Code LLMs fundamentally differ from NL LLMs in their scaling regime:

• Code is “more data-hungry”: Loss minima are only achieved with much greater $D/N$ than for NL tasks.
• No Saturation Observed: Unlike NL, code models continue to benefit from increased parameter and data sizes at all explored scales.
• Uniqueness of Prefixes: Most code prefixes are unique, so next-token prediction becomes nearly deterministic as context and data grow, justifying Farseer law’s loss→0 behavior.
• Size Limitation Rationale: Code models are typically smaller in practice not due to inefficiency, but to the scarcity of sufficiently diverse code datasets.

6. Guidance for Code LLM Engineering

For practitioners designing or training code LLMs:

• Always use Farseer law (not Chinchilla or NL guidelines) for planning, budget allocation, and scaling.
• Target very high code data collection, especially rare patterns, since data quantity is often the ultimate bottleneck.
• Expect and plan for high $D/N$ ratios—standard NL LLM ratios are inadmissible for code modeling.
• Maintain parallel scaling of $N$ and $D$, following the Farseer-predicted scaling curve, to avoid sub-optimal loss plateaus.
• Mix NL only under strict data scarcity, and revert to pure code as resources allow.

7. Summary Table: Farseer vs. Chinchilla for Code LLMs

Property	Chinchilla	Farseer
Formula	Constant exponents	N-dependent exponents
Fit to Code LLM	Adequate	Superior
D/N Scaling	Nearly constant	Super-linear
Loss Limit	Nonzero	Asymptotically zero
Practicality	Insufficient	Accurate/Optimal

8. Conclusion

Farseer law establishes a scalable, expressive, and empirically valid paradigm for planning, training, and extrapolating performance of code LLMs.
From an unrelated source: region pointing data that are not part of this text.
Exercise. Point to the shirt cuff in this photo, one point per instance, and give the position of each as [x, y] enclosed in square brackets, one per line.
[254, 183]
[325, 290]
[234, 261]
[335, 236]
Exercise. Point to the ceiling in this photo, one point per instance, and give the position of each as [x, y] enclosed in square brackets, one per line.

It decisively supersedes natural language-derived scaling heuristics, showing that effective code modeling requires orders of magnitude more data and super-linear scaling regimes. By reconciling loss landscapes with code-specific structural properties and providing actionable guidance across compute budgets, Farseer law is the definitive tool for researchers and practitioners advancing the frontier of LLM-based software engineering (Luo et al., 9 Oct 2025).